Having been suffering with a really irritating head cold for some time, a bit of fresh air is needed to aid recovery now the thing is past its infectious stage.
A walk around Tentham Gardens lakeside and we came across this fine sculpture of two deer leaping over a log.
We spotted a Fly Agaric fungus on the lawns.  This is the textbook pixie mushroom stool and one of the UK's few toxic fungi - most are non-toxic or edible, but you need to get the identification right to avoid problems.
Mycena galericulata, the bonnet fungus is common in mixed woodland.

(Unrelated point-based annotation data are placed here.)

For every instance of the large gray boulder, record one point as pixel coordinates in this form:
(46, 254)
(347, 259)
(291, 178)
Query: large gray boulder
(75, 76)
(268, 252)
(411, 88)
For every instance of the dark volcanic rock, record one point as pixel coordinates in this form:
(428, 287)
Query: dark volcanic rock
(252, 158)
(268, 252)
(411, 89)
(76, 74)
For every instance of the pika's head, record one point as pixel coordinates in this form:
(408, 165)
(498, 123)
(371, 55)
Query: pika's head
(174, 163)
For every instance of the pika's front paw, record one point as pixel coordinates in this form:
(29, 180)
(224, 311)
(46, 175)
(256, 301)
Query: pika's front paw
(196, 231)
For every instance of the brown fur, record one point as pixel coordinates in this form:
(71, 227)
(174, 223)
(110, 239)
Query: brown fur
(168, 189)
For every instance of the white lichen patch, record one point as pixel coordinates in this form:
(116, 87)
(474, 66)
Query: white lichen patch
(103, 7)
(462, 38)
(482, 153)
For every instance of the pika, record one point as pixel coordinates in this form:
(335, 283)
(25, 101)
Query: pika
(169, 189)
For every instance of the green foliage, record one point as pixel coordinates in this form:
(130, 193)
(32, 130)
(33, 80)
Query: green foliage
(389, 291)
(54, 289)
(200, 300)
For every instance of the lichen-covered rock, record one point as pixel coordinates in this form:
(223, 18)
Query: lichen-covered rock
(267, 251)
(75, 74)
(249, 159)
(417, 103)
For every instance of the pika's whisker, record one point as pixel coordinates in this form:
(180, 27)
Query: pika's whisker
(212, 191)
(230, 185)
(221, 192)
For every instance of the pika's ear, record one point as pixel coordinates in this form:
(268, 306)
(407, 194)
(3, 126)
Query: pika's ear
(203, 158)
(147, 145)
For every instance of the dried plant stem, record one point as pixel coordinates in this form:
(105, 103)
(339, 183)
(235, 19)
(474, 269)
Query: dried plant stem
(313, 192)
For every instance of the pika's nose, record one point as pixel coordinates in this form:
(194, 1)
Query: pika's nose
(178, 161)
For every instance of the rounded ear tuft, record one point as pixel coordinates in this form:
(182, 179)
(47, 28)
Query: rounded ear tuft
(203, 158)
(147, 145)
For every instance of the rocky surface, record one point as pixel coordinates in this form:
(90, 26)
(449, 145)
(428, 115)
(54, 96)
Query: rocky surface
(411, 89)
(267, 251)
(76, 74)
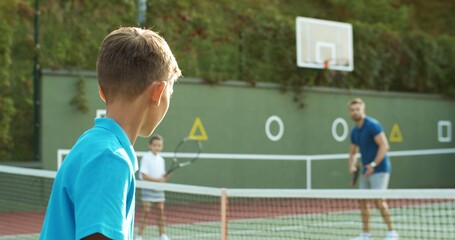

These little fungi look like Honey Fungus.  If so they are common on dead wood and are a known parasite of living trees, causing damage and sometimes killing trees.  It is a dangerous parasite to woodland tree species.
Clitocybe rivulosa grows in rings in the grass and is another toxic fungus.  It may be confused with the fairy ring fungus Marasimus oreades, which is harmless.
The Panther Cap, Amanita panthera is related to the Fly Agaric Amanita Muscaria.  It is also a toxic mushroom which can be confused with the Blusher, a very nice edible fungus.  This fungus is rare, so I was pleased to be able to find one.
It is now the season for many mushrooms and fungi. Most are harmless and some are edible and tasty, but you do need to know what to look for.  A few types are very toxic to humans.